Does the team that reports to me collaborate with other teams within my own organization ?
Do my teams collaborate with other teams across the company?
I believe that, as leaders, we have to own the collaboration effort not just within our team, but ensure that our teams are well positioned to collaborate with other teams across the company.
When I was leading the India office for Udacity as its Managing Director, I found some of the below practices very useful to foster a culture of collaboration:
Alignment through OKRs- OKRs, done on a quarterly basis, was a great way to collaborate across teams and then tie those to overall India OKRs. It was a big help in addressing dependencies, eliminating silos, and creating alignment towards the same goal.
Collaboration started at the top- there were weekly leadership meetings to review the OKRs, share what was happening in the other teams and candidly discuss the challenges along the way
Shared goals across team members drove collaboration- the leadership ensured that all their team members sharing OKRs across different teams had regular check-ins with each other to create full transparency on the progress. And, if something was affecting their goals, they would take necessary action on it.
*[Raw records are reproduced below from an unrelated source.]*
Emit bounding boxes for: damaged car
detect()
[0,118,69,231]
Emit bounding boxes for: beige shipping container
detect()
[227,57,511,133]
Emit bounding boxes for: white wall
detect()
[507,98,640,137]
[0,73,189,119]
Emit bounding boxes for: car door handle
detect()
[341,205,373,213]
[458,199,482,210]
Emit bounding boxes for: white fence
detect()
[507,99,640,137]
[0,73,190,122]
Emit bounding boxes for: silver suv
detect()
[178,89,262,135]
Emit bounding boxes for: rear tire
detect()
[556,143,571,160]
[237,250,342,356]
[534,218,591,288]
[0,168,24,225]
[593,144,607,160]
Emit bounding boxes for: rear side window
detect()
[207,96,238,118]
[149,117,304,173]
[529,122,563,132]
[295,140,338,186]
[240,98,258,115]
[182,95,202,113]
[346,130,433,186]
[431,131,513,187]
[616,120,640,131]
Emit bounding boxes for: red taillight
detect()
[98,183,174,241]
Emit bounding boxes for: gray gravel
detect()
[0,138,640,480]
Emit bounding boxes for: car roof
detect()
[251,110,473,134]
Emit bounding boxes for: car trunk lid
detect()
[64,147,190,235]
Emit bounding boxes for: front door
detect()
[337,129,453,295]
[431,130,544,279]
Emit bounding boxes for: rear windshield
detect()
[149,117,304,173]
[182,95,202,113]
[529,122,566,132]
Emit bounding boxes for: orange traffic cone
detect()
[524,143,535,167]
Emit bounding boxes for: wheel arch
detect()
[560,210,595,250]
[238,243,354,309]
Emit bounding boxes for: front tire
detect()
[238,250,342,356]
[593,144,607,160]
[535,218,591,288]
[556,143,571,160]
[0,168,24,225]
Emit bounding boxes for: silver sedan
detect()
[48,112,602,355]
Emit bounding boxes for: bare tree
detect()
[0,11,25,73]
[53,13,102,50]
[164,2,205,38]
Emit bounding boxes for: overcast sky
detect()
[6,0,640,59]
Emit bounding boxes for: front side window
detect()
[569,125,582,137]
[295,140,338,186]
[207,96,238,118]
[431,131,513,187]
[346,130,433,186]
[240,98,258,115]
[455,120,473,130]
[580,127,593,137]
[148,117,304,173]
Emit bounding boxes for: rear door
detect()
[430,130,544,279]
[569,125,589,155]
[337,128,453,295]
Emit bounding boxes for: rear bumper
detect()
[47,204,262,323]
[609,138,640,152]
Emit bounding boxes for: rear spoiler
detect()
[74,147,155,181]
Skip level meetings provided greater visibility of challenges in the organization- When any of my skip-level managers or I identified issues during skip-level meetings, we made sure that we connected them to relevant people to resolve issues and conflicts.
(Read more on why I think skip level meetings are gold for leaders here. )
Fun built more trust - we had multiple activities and team-building exercises to help people understand each other’s work and develop empathy towards one another. One of the exercises that always yielded rich results was asking colleagues to write what they thought were another colleague’s daily tasks. When they would start describing the other person’s work, they would also start really respecting their work.
A collaborative work environment wherein people empathize and respect each other, learn from each other and share goals that matter, is bound to have higher productivity and employment engagement.
Some of the above practices for collaborations have helped me to build really strong teams. But most importantly, I always try to remember that there can never be enough collaboration!